My previous post gives an overview of the FreeIPA on OpenShift project. In particular, it explains our decision to use a “monolithic” systemd-based container. That implementation approach exposed capability gaps in OpenShift and led to a long running series of investigations. I wrote up the results of these investigations across several blog posts, summarised here:

OpenShift and user namespaces §

I observed that OpenShift (4.6 at the time) did not isolate containers in user namespaces. I noted that KEP-127 proposes user namespace support for Kubernetes (it is still being worked on). CRI-O had also recently added support for user namespaces via annotations.

User namespaces in OpenShift via CRI-O annotations §

I tested CRI-O’s annotation-based user namespace support on OpenShift 4.7 nightlies. I found that the runtime creates a sandbox with a user namespace and the expected UID mappings. I also found that it is necessary to override the net.ipv4.ping_group_range sysctl. Also, the SCC enforcement machinery does not know about user namespaces and therefore the account that creates the container requires the anyuid SCC. These deficiencies still exist today.

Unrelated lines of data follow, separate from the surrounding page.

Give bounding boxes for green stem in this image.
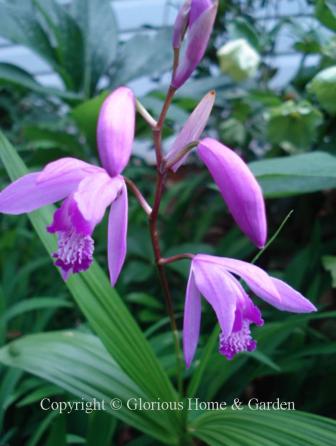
[251,210,294,265]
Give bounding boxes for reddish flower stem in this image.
[148,85,184,395]
[124,177,152,216]
[159,253,194,265]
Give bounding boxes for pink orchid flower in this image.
[183,254,317,367]
[0,87,135,285]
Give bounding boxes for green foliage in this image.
[249,151,336,197]
[191,409,336,446]
[322,256,336,287]
[264,101,323,152]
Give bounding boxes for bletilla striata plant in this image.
[0,0,316,371]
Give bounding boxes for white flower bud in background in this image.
[217,38,260,82]
[307,66,336,114]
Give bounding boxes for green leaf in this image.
[45,415,66,446]
[227,18,261,51]
[71,0,118,96]
[316,0,336,31]
[0,331,177,444]
[34,0,85,91]
[71,92,108,149]
[190,408,336,446]
[0,63,80,101]
[86,411,117,446]
[219,118,246,147]
[0,131,183,444]
[0,2,57,69]
[322,256,336,287]
[0,297,72,324]
[264,101,323,152]
[113,29,172,86]
[249,151,336,197]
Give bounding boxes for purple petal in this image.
[48,196,92,236]
[183,268,202,368]
[192,258,238,337]
[74,173,123,228]
[189,0,214,25]
[0,172,78,215]
[271,278,317,313]
[233,281,264,328]
[242,295,264,326]
[197,138,267,248]
[172,2,218,89]
[97,87,135,176]
[108,180,128,286]
[165,91,215,172]
[196,255,281,307]
[172,0,191,49]
[37,157,102,185]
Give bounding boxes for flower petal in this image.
[192,258,238,337]
[183,268,202,368]
[172,0,191,49]
[37,157,102,184]
[271,277,317,313]
[48,196,92,236]
[73,172,123,228]
[189,0,214,25]
[196,255,281,307]
[108,180,128,286]
[233,280,264,328]
[0,172,78,215]
[97,87,136,176]
[197,138,267,248]
[165,91,215,172]
[172,1,218,89]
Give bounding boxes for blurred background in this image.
[0,0,336,444]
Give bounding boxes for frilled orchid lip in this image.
[219,320,257,360]
[182,254,317,367]
[47,196,95,280]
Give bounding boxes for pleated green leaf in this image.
[0,331,177,444]
[0,131,182,444]
[190,408,336,446]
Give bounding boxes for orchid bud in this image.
[197,137,267,248]
[172,0,192,49]
[172,0,218,89]
[165,90,216,171]
[217,38,260,82]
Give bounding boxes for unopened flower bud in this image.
[217,38,260,82]
[308,66,336,114]
[172,0,218,89]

User namespace support in OpenShift 4.7 §

I continued my investigation after the release of OpenShift 4.7. With the aforementioned caveats, user namespaces work. I also noted an inconsistent treatment of securityContext: specifying runAsUser in the PodSpec maps the container’s UID 0 to host UID 0—a dangerous configuration.

More recently, I noticed that the userns-mode annotation I was using included map-to-root=true. I now understand that it is this configuration that causes this mapping behaviour. I no longer consider it particularly serious. Ideally the SCC enforcement should learn about user namespaces, and prevent unprivileged users from creating containers that run as root (or other system accounts) on the host.

Multiple users in user namespaces on OpenShift §

I verified that workloads that run processes under a variety of user accounts work as expected in user namespaces. I did not use a systemd-based workload to verify this.

systemd containers on OpenShift with cgroups v2 §

I observed that systemd-based workloads run successfully in OpenShift when executed as UID 0 on the host. Such containers can only be created by accounts granted privileged SCCs (e.g. anyuid). When running the container under other UIDs, systemd can’t run because it does not have write permission on the container’s cgroup directory.

Using runc to explore the OCI Runtime Specification §

I investigated how runc (the OCI runtime used in OpenShift) operates, and how it creates cgroups. I identified some potential ways to change the ownership of the container cgroup to the container’s UID 0.

systemd, cgroups and subuid ranges §

I discovered that the systemd transient unit API (which runc uses to create container cgroups) allows specifying a different owner for the new cgroup. Unfortunately, the user must be “known”, in the form of a passwd entity via NSSwitch. A proposal to relax this requirement was provisionally rejected. Other approaches include writing an NSSwitch module to synthesise passwd entities for subuids, or modifying runc to chown(2) the container cgroup after systemd creates it. I decided to experiment with the latter approach.

Modifying runc to chown the container cgroup §

The main challenge in modifying runc was getting my head around the unfamiliar codebase. The actual operations are straightforward. There are two main aspects.

The first aspect is to compute the appropriate owner UID for the cgroup, and tell it to the cgroup manager object. I described the algorithm in a previous post. The config.HostRootUID() method already implements this computation. I was able to reuse it.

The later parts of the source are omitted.